I found the discussions, including during coffee breaks and meals, very honest.  The Chinese academics spoke their minds, which often is a more flowery regurgitation of the government's position.  However, many times these academics also talked about the worries China live with, thus showing a more human face to the rising power that China is.

At a time when China-ASEAN relations seem to face a slight hiccup, following incidents in the South China Sea and the recent AMM debacle (in which the Cambodians have been accused of succumbing to Chinese pressure in its handling of the ASEAN Chairmanship), the symposium provided a means to once again recognize the benefits and value (as well as challenges) of the ASEAN-China partnership.

I had a good time there.  Both because of the conference, but also because of the chance to visit yet another part of China which I had never been too.  I've studied this country and lived in it for some time.  I'm no expert, but I'd like to think of myself as an avid observer.  And yet, there are always surprises around the corner; places, people, and things that make me marvel, raise my eyebrows, smile, and what-have-you.

I love this job...

Friday, 3 August 2012

Golden hair. Charming eyes. Superior breasts.

I got Marina Lewycka's A Short History of Tractors in Ukrainian a long time ago.  But somehow, I just never got to reading it.  And so, one day, while cleaning up my bookshelf in Kedaung, Tangerang, I stumbled upon it, and decided that it was "a sign".  

Many reviews claim that the book is funny.  It's even written on the cover of the version that I have: "Extremely funny! - The Times".  

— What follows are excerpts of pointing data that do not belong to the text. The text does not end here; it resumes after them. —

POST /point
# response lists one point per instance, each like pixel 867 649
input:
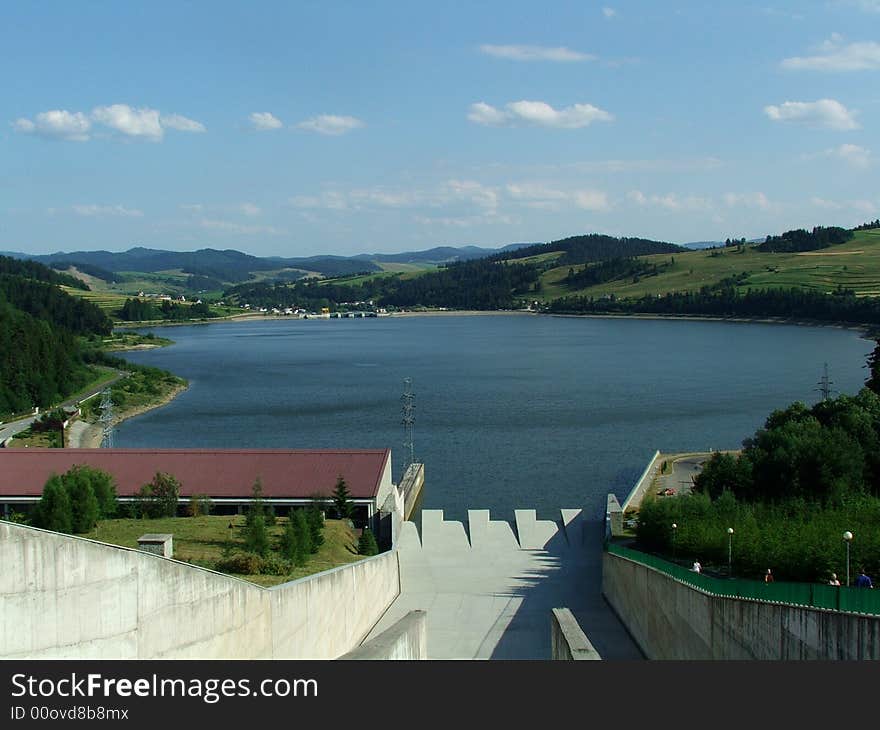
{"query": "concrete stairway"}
pixel 488 586
pixel 483 533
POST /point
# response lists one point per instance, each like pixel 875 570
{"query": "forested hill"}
pixel 593 247
pixel 40 357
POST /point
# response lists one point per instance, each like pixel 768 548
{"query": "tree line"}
pixel 805 477
pixel 802 240
pixel 143 310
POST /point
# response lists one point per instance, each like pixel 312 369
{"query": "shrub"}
pixel 241 563
pixel 367 543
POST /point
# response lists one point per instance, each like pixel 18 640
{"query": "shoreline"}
pixel 89 435
pixel 864 329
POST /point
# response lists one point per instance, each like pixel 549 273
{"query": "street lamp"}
pixel 847 538
pixel 730 552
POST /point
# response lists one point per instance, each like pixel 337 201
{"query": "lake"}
pixel 511 411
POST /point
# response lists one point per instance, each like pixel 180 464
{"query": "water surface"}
pixel 511 411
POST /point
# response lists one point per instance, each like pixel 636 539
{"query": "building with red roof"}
pixel 289 478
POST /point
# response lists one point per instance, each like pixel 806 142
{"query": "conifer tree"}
pixel 84 509
pixel 53 509
pixel 315 518
pixel 303 535
pixel 290 541
pixel 342 499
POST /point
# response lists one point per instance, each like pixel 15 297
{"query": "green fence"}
pixel 852 600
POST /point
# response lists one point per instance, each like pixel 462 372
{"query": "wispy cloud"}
pixel 538 113
pixel 835 55
pixel 105 211
pixel 56 124
pixel 670 201
pixel 558 54
pixel 122 119
pixel 825 113
pixel 238 229
pixel 331 124
pixel 181 123
pixel 543 196
pixel 265 121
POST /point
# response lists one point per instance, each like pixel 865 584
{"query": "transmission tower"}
pixel 106 419
pixel 409 419
pixel 825 384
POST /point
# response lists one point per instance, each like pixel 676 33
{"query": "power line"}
pixel 106 419
pixel 409 419
pixel 825 384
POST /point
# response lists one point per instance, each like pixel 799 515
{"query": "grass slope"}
pixel 201 540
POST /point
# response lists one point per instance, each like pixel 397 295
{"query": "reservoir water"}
pixel 512 411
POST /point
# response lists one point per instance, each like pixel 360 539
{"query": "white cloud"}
pixel 548 197
pixel 238 229
pixel 825 113
pixel 141 122
pixel 538 113
pixel 747 200
pixel 181 123
pixel 103 211
pixel 56 124
pixel 250 210
pixel 536 53
pixel 862 206
pixel 670 201
pixel 331 124
pixel 265 121
pixel 834 55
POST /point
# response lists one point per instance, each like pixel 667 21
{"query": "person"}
pixel 863 581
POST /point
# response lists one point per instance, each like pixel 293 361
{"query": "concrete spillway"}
pixel 488 586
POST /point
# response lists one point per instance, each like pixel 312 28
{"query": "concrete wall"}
pixel 406 639
pixel 670 620
pixel 68 597
pixel 567 641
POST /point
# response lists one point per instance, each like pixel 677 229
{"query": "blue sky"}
pixel 302 128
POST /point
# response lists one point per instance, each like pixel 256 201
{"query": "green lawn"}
pixel 201 541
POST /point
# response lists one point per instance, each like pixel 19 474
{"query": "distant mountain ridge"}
pixel 235 266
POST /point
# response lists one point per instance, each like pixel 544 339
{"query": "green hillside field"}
pixel 852 265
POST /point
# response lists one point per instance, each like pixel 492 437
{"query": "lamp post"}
pixel 730 552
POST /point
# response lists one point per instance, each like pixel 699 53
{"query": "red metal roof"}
pixel 215 472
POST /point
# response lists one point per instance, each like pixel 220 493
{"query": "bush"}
pixel 241 563
pixel 159 497
pixel 367 543
pixel 200 505
pixel 274 565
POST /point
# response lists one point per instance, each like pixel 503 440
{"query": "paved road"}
pixel 14 427
pixel 684 469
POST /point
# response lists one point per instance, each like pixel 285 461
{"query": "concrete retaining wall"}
pixel 406 639
pixel 670 620
pixel 69 597
pixel 567 641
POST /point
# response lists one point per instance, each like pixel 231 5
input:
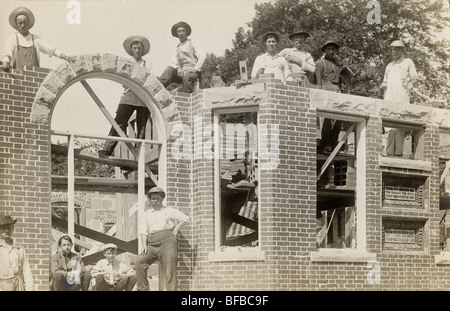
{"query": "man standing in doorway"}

Indeed, the book started off funny, stayed as such 'til the end. But please, the story is nothing like a comedy.  There are many funny moments; but there are also many moments of deeper feelings.  It talks about the history and the ties that bind together the Mayevskyj family.  Their stories of love, joy, dedication, heartache, sacrifice, and the German holocaust.

The story weaves from the personal accounts of the narrator, the history of the family, the history of the Ukraine, of the Second World War, and of course, tractors.  They all blend together to make a rich and colorful portrait of an Eastern European family often at odds with the new place they call home, small town Peterborough, England.  Add to that blend, the crazy-like character of the story's patriarch, Nikolai Mayevskyj.

The story also tells about the dreams of many Ukrainian people these days.  No longer shielded from the rest of the world as during the Soviet years, they dream of moving to the West, and achieving all the things that they have seen on TV, read in magazines, or drooled over on the internet.  While Valentina's character often appears awful, the novel in the end portrays her as someone just looking for that something better in life.

I enjoyed the play on words, like Valentina's description as "Golden hair. Charming eyes. Superior breasts."   I also enjoyed the constant bickering between Nadezhda (the narrator) and her sister, which reminds me of how I can often bicker with my brother.  In the end, the two sisters reconciled, having each understood where the other was coming from.  That happens with me and my brother as well.

I started the book slow, but on my 7-hour trip to Guiyang, China, I managed to finish the book within a single reading, trying to stay focus as the airplane rocks up and down, side-to-side in the midst of Southern China's July Typhoon.